No wonder James Turrell fell for it. Bought, sold, exhibited all around the world, he is concerned with perception and enlightenment and observation of the heavens. At the Roden Crater in Arizona he is engaged upon the Pharonic labour of building earthworks that will send light shafting into underground chambers. Robert Hopper, head of the Henry Moore Institute and the man who introduced James Turrell and Ackworth, believes that the Roden crater project will become "an ideal environment for some form of possible communication between earth and beyond".

Susan Ferleger Brades, who runs the Hayward Gallery and was the first person to exhibit work by Turrell in a public gallery, isn't so sure about the lapsed part of Turrell's claimed lapsed Quakerism. She believes that Turrell's Air Mass, the sky tower built on the roof of the Hayward, came out of his feeling for Quaker meeting places - "in their simplicity and celebration of light in terms of worship, as much as in the communal nature of the project, unlike many of his interior pieces, which have to be experienced individually, preferably alone."
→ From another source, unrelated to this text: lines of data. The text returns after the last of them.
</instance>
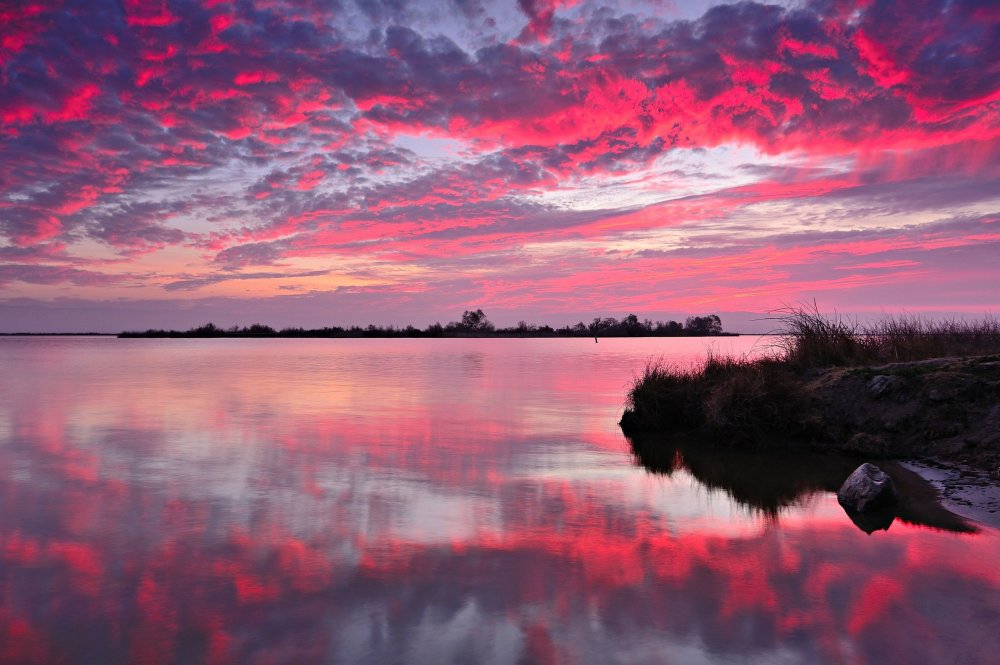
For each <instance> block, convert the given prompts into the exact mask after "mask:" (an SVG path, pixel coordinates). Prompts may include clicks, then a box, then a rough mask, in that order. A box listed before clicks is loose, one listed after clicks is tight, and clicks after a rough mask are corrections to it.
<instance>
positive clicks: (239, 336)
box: [118, 309, 736, 338]
mask: <svg viewBox="0 0 1000 665" xmlns="http://www.w3.org/2000/svg"><path fill="white" fill-rule="evenodd" d="M735 334H736V333H726V332H723V330H722V321H721V320H720V319H719V317H718V316H717V315H715V314H709V315H707V316H690V317H688V318H687V319H686V320H685V322H684V323H683V324H681V323H678V322H677V321H666V322H664V321H655V322H654V321H651V320H650V319H643V320H639V317H638V316H636V315H635V314H628V315H627V316H625V317H624V318H622V319H621V320H619V319H616V318H614V317H613V316H609V317H604V318H600V317H597V318H594V320H593V321H591V322H590V323H589V324H586V323H584V322H583V321H580V322H579V323H577V324H575V325H566V326H563V327H561V328H553V327H552V326H549V325H536V324H531V323H527V322H526V321H518V322H517V324H516V325H514V326H511V327H509V328H497V327H496V326H495V325H494V324H493V322H492V321H490V320H489V318H488V317H487V316H486V313H485V312H484V311H483V310H482V309H475V310H465V311H464V312H462V316H461V317H460V318H459V320H458V321H450V322H448V323H446V324H444V325H442V324H441V323H440V322H437V323H432V324H430V325H429V326H427V327H426V328H423V329H421V328H415V327H414V326H412V325H408V326H405V327H396V326H392V325H389V326H376V325H368V326H365V327H361V326H348V327H342V326H328V327H324V328H312V329H307V328H295V327H290V328H281V329H280V330H278V329H275V328H272V327H271V326H268V325H264V324H260V323H255V324H253V325H250V326H243V327H240V326H232V327H229V328H222V327H219V326H217V325H215V324H214V323H206V324H205V325H201V326H197V327H195V328H191V329H189V330H183V331H182V330H163V329H154V328H151V329H149V330H144V331H126V332H122V333H119V335H118V336H119V337H199V338H200V337H414V338H421V337H430V338H436V337H594V338H597V337H706V336H732V335H735Z"/></svg>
James Turrell himself writes this about the intangible material that he has chosen as his primary medium: "Light is a powerful substance. We have a primal connection to it.

"But for something so powerful, situations for its felt presence are fragile. I form it as much as that material allows. I like to work with it so that you feel it physically, so you feel the presence of light inhabiting a space." It could almost have come from the scriptures.

Artranspennine 98 shows James Turrell's `Lapsed Quakerware' at Ackworth School, Pontefract, West Yorkshire WF7 7LT (01977 611401).

James Turrell exhibition from 20 May-27 June at Michael Hue-Williams Fine Art, first floor, 21 Cork Street, London W1X 1HB (0171-434 1318).